Glider, I now see the difficulty.

It was always 2TAF's responsibility to destroy the Wesel bridges. It was their decision to ask for Heavies rather than use their own glide-bombing Typhoons and Spitfires or Mediums. The failure of the Heavies was not the responsibility of VIIIUSAAF - they did what they could with an inaccurate weapon system, and they did it frequently and whole-heartedly. The failure to destroy the bridges remains at the door of 2TAF. The postwar audit confirmed this when 2TAF decided they should have used their own Mediums.

You think Mediums were the right tools? I beg to differ. The Medium was only a small version of a Heavy with the same inaccuracy. 2TAF's Mediums were notoriously inaccurate, destroying vast areas of housing around all of the bridges they did take down - the Dutch were particularly scathing, and Dutchmen I've spoken to said whenever they saw an Allied medium they'd dive for cover. I guess you know that Horrocks, OC XXX Corps, banned the Mediums after they had twice bombed his troops in Operation Veritable.

The problem of the Typhoon was its vulnerable engine. The great Eric Roberts, CO 609 Squadron, was brought down by a solitary MG42 on the barge he was attacking on March 9, 1945. He had been given the OK to attack the barge by Johnny Baldwin, who was present, ironically because there was no FLAK; defended targets had been placed out of bounds in order to cut down the pilot loss rate. The only possible conclusion is that the Typhoon was not fit for purpose. It can be said with a certainty that no Il-2 could not be brought down by an MG42.

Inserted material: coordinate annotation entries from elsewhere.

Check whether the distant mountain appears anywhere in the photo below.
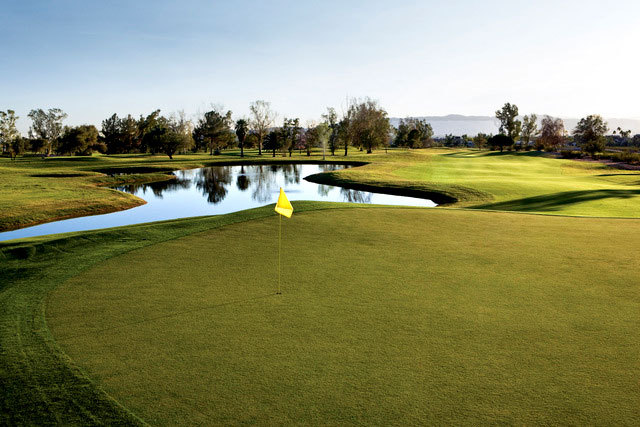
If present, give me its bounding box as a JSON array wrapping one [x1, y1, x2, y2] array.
[[389, 114, 640, 137]]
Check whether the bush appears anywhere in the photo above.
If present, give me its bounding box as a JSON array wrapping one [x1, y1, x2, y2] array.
[[560, 150, 582, 159]]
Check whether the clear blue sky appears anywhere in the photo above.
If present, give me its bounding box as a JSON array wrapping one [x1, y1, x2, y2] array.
[[0, 0, 640, 131]]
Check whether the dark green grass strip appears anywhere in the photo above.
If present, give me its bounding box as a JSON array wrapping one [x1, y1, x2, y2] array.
[[0, 202, 349, 425]]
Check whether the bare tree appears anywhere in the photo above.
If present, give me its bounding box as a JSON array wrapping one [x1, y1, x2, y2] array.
[[536, 116, 564, 151], [28, 108, 67, 156], [249, 99, 276, 156], [520, 114, 538, 150], [0, 110, 20, 151]]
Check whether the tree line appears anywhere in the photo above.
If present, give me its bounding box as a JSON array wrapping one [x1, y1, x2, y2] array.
[[0, 98, 640, 158], [0, 98, 392, 158]]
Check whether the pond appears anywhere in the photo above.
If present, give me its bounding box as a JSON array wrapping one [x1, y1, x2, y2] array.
[[0, 164, 436, 241]]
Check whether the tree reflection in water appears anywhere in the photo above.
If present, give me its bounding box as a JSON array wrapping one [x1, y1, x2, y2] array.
[[340, 188, 371, 203], [236, 166, 251, 191], [116, 174, 191, 199], [195, 166, 231, 204], [117, 164, 371, 204]]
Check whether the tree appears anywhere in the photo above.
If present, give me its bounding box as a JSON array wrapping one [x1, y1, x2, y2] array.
[[0, 110, 20, 158], [137, 110, 160, 154], [487, 133, 514, 153], [394, 117, 433, 148], [249, 99, 276, 156], [57, 125, 98, 156], [280, 117, 300, 157], [496, 102, 522, 141], [145, 111, 193, 159], [28, 108, 67, 156], [9, 136, 29, 160], [264, 128, 282, 157], [236, 119, 249, 157], [313, 122, 331, 160], [338, 114, 352, 157], [520, 114, 538, 149], [322, 107, 340, 156], [536, 116, 564, 151], [193, 109, 235, 155], [444, 133, 457, 147], [349, 99, 389, 154], [573, 114, 609, 156], [473, 133, 489, 150], [101, 114, 120, 154]]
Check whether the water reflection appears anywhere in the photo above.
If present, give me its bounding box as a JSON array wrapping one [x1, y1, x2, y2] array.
[[340, 188, 371, 203], [116, 174, 191, 199], [195, 166, 231, 205], [118, 164, 432, 210], [0, 164, 435, 240]]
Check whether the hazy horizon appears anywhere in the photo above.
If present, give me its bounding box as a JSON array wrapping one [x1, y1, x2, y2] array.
[[0, 0, 640, 133]]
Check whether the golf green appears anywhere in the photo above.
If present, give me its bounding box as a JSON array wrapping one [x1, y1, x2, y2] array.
[[46, 204, 640, 425]]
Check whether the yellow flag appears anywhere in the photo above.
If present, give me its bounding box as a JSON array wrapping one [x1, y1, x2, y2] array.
[[276, 187, 293, 218]]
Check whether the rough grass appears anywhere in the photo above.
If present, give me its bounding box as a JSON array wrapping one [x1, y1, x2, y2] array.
[[0, 202, 341, 425], [40, 203, 640, 425], [0, 149, 640, 231]]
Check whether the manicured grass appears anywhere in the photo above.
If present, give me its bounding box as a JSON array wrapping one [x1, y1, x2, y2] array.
[[0, 150, 640, 424], [393, 151, 640, 218], [0, 151, 360, 231], [0, 149, 640, 231], [41, 203, 640, 425], [0, 202, 348, 425]]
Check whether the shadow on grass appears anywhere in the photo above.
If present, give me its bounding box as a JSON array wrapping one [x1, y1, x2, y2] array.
[[443, 151, 548, 158], [473, 190, 640, 212]]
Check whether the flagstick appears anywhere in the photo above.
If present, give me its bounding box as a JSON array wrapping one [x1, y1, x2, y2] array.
[[277, 215, 282, 295]]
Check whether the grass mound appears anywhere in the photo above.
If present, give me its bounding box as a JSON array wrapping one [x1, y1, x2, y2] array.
[[42, 204, 640, 424]]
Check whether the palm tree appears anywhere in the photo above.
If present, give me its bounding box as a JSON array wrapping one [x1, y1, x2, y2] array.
[[236, 119, 249, 157]]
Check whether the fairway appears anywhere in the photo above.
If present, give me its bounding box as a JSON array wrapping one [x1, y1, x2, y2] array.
[[46, 204, 640, 425]]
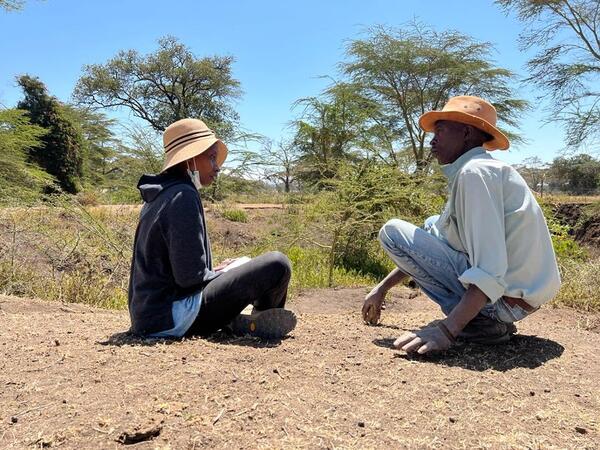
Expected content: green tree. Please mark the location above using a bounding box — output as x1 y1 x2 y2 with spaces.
496 0 600 146
341 22 527 171
74 36 241 140
292 83 377 188
550 154 600 195
518 156 548 195
64 105 123 185
300 159 443 286
17 75 83 194
259 141 300 193
0 109 53 203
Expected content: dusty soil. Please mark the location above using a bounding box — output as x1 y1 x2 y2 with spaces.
555 203 600 249
0 288 600 449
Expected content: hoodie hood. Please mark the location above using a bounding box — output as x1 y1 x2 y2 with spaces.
137 172 196 203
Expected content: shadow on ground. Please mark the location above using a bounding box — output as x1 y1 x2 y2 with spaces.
373 334 565 372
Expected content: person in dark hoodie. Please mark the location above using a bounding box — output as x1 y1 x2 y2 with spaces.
129 119 296 338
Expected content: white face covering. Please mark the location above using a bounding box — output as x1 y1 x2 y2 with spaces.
187 161 202 190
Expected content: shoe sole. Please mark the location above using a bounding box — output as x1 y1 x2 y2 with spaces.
231 308 298 339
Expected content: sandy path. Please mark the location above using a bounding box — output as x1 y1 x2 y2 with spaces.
0 289 600 449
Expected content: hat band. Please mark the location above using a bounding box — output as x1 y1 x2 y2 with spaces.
165 130 214 153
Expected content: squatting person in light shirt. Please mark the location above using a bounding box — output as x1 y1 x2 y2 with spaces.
129 119 296 339
362 96 560 354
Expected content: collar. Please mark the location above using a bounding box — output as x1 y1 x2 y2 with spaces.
441 147 486 185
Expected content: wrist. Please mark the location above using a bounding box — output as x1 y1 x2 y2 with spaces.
440 318 464 338
437 320 458 345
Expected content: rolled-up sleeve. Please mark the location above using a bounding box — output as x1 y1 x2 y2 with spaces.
455 170 508 303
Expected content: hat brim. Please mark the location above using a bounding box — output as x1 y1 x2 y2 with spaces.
161 137 229 172
419 111 510 150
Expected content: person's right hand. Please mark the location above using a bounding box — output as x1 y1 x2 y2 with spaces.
362 287 385 325
213 258 237 272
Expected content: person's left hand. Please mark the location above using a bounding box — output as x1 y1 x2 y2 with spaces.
394 326 452 355
213 258 237 272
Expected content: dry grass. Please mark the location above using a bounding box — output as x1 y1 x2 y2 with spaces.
553 256 600 311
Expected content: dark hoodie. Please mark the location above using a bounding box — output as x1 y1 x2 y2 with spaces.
129 173 218 334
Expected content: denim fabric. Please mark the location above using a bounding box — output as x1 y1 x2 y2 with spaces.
150 292 202 338
379 216 527 323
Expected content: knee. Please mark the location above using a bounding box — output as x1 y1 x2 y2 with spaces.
265 252 292 280
378 219 407 249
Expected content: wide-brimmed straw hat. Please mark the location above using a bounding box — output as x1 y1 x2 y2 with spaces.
161 119 228 172
419 95 510 150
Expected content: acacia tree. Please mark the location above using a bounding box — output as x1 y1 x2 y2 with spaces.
496 0 600 146
73 36 241 139
341 22 527 171
550 154 600 195
257 141 300 193
17 75 84 194
0 109 53 203
518 156 548 195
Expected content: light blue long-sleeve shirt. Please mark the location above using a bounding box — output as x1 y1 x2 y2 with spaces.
435 147 560 307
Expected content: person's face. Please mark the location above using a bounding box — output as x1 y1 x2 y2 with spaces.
430 120 469 165
188 145 220 186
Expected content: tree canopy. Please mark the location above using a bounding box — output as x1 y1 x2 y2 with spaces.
496 0 600 146
341 22 527 170
17 75 84 193
74 36 241 139
0 109 52 203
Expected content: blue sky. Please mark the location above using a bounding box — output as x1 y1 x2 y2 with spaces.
0 0 564 163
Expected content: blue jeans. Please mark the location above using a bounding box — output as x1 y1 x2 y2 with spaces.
379 216 528 323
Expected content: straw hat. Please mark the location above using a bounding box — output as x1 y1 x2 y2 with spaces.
419 95 510 150
161 119 228 172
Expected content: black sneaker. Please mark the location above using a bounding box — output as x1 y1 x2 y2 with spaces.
229 308 297 339
457 314 517 345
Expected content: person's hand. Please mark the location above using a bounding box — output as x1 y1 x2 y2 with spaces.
394 325 454 355
213 258 237 272
362 287 385 325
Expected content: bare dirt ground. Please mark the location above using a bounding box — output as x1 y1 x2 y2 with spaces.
0 288 600 449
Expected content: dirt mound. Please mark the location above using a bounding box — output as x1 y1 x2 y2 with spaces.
0 289 600 449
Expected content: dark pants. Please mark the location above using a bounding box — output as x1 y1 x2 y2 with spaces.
186 252 292 336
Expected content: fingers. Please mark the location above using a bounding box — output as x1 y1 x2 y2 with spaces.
394 332 438 355
394 332 417 348
417 342 437 355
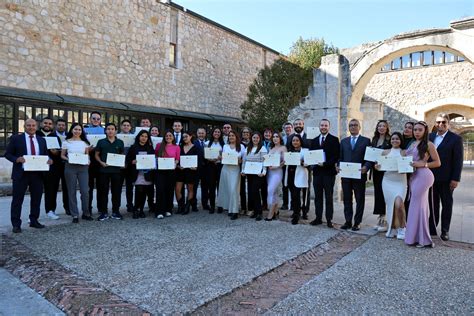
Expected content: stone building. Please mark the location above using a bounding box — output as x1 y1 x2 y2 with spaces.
0 0 280 183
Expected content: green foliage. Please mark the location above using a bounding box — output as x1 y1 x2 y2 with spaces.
240 59 312 131
288 37 339 69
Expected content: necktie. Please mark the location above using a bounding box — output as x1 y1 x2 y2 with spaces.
30 135 36 156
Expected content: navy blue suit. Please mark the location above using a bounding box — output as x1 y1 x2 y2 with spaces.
429 131 464 235
5 134 48 227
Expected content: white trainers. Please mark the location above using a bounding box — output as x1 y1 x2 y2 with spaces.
397 228 405 239
46 211 59 219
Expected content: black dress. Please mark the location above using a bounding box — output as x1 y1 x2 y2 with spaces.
176 146 198 184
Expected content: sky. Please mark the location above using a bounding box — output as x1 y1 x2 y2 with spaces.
172 0 474 54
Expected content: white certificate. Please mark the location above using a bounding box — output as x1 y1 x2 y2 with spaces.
204 147 220 160
179 155 197 169
151 136 163 149
136 155 156 170
339 162 362 179
67 153 89 166
263 154 281 167
105 153 125 167
87 134 105 147
305 126 320 139
221 152 239 166
397 156 413 173
364 147 383 162
44 137 61 149
117 134 135 147
377 156 398 171
304 149 326 166
285 152 301 166
243 161 263 174
158 158 176 170
134 126 151 136
23 155 49 171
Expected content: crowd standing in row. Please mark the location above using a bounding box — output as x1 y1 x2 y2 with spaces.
5 112 463 247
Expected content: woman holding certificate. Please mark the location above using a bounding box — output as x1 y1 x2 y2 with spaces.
405 122 441 247
204 127 224 214
175 132 199 215
243 132 268 221
217 131 245 220
375 132 407 239
125 130 155 219
61 123 93 223
371 120 391 232
155 130 181 219
265 132 286 221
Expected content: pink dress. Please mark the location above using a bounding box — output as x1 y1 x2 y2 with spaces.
405 146 434 246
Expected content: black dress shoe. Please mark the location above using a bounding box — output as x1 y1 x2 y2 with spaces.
309 219 323 226
30 222 44 228
341 222 352 230
441 232 449 241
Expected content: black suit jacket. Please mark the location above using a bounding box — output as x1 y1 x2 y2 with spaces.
429 131 464 181
5 133 48 180
339 135 372 180
309 134 340 176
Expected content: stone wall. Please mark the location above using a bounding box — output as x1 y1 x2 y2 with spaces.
361 61 474 135
0 0 278 117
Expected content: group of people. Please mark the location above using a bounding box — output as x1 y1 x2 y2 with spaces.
5 112 463 247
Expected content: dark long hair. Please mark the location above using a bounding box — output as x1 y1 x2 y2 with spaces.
413 121 428 159
133 129 153 150
66 123 91 145
247 132 263 155
207 127 224 147
158 129 176 157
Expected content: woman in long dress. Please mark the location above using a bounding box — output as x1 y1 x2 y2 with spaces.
375 132 407 239
405 122 441 247
216 131 245 220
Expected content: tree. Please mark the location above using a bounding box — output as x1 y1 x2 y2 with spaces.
288 37 339 69
240 58 312 131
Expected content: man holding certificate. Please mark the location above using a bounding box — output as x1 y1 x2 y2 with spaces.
95 123 125 221
310 119 340 228
338 119 372 231
5 119 53 233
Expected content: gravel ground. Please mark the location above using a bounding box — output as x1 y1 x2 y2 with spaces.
268 236 474 315
13 212 337 314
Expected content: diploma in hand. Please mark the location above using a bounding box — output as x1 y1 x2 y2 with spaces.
263 154 280 167
364 147 383 162
105 153 125 167
285 153 301 166
243 161 263 174
305 126 319 139
67 153 89 166
304 149 326 166
117 134 135 147
158 158 176 170
397 156 413 173
44 137 61 149
377 156 398 171
221 152 239 166
179 155 197 169
87 134 105 147
136 155 156 170
23 155 49 171
204 147 219 160
339 162 362 179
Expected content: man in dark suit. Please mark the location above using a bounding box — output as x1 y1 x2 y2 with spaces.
429 113 464 241
310 119 340 228
339 119 372 231
5 119 52 233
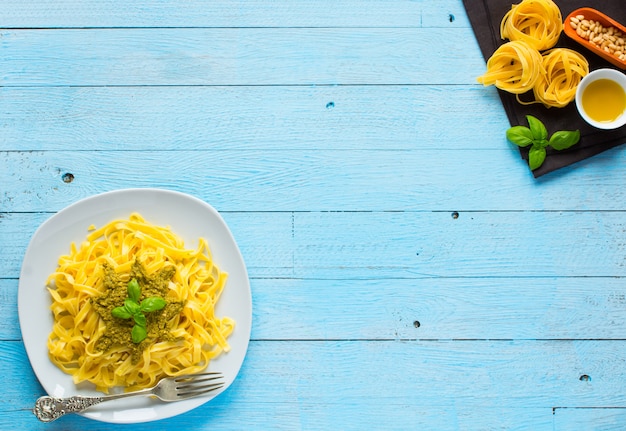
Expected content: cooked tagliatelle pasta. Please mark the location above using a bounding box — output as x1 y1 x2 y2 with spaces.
533 48 589 108
500 0 563 51
477 41 541 94
48 213 235 392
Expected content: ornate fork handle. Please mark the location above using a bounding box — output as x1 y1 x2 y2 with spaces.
33 389 150 422
33 396 104 422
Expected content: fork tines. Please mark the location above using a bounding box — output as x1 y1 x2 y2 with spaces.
175 372 224 398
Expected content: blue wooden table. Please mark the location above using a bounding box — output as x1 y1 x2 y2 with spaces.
0 0 626 431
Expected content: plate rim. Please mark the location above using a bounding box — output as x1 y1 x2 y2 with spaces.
17 187 253 424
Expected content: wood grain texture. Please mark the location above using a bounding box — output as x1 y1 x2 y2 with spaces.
0 0 469 28
0 85 510 151
0 27 485 86
0 340 626 431
0 211 626 283
6 149 626 213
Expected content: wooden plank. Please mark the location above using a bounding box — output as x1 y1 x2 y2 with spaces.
554 407 626 431
0 0 469 28
0 85 510 151
0 341 626 431
0 212 626 284
0 27 485 86
6 212 626 278
0 147 626 214
0 278 626 341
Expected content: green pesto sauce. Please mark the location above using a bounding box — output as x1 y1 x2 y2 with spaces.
91 261 184 363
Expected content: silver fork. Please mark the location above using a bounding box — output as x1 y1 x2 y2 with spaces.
33 372 224 422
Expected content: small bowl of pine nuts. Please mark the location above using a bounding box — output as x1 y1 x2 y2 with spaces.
563 7 626 69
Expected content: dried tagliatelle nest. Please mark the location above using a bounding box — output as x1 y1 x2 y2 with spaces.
477 0 589 108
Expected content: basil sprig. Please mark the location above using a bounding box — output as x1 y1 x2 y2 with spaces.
506 115 580 170
111 278 166 344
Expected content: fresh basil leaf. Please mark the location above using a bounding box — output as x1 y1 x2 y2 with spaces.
528 146 546 171
506 126 533 147
111 307 131 319
130 325 148 344
128 278 141 303
526 115 548 141
133 313 147 328
124 298 141 316
550 130 580 150
141 296 166 313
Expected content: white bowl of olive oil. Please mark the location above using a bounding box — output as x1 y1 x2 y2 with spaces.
576 69 626 129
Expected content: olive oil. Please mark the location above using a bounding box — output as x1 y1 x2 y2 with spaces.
582 79 626 123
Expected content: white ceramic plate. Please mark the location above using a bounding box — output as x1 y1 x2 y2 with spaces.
18 189 252 423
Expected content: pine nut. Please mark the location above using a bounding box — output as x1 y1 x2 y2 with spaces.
569 15 626 61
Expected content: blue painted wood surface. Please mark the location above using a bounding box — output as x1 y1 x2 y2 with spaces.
0 0 626 431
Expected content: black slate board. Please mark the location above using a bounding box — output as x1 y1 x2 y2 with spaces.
463 0 626 177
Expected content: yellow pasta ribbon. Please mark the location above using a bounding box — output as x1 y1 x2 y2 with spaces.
533 48 589 108
500 0 563 51
48 213 235 392
477 41 542 94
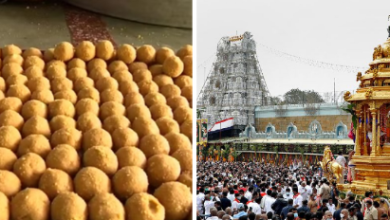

There was no FLAK at Hillman. But even if there had been, a non-frivolous 2TAF under Army control, would have devised a drill for neutralising FLAK before sending in the Vengeance dive-bombers. These were, in any case, less vulnerable than Typhoons to FLAK.

The question to be answered is why 2TAF chose the Typhoon and Spitfire for CAS. I suggest the reasons were both psychological and philosophical. The psychological problem resulted from the trauma of 1939/40 when the cream of the strategic bomber crews were killed in daylight when flying Wellingtons in the Heligoland Bight and Battles against the Meuse bridges. They said never again, and took to the night. When they had to destroy the Wesel bridges, they passed the parcel to the Heavies. The RAF's philosophical problem was due to the teaching of Trenchard that air power was unique in that it could succeed without needing to engage the enemy's main force. Instead it would attack the enemy's means of production. When ordered to accompany the Army or be broken up, the RAF, like the tanks, grasped at the panacea of mobility; a 400mph Typhoon would survive where a 250mph Battle could not (a 30mph cruiser tank would survive where a 12mph Infantry tank could not). When the Typhoon loss rate from FLAK reached an unacceptable level, 2TAF simply withdrew the Typhoon and Spitfire from defended targets.

Concerning the Typhoon's claims against 21 Panzer Division on D-Day, I would question that Typhoons dive-bombed (sic) tanks and left two in flames and four others smoking. Such claims (eg around Mortain in July), when investigated by Operational Research teams, were almost always reduced and the destruction ascribed to anti-tank guns.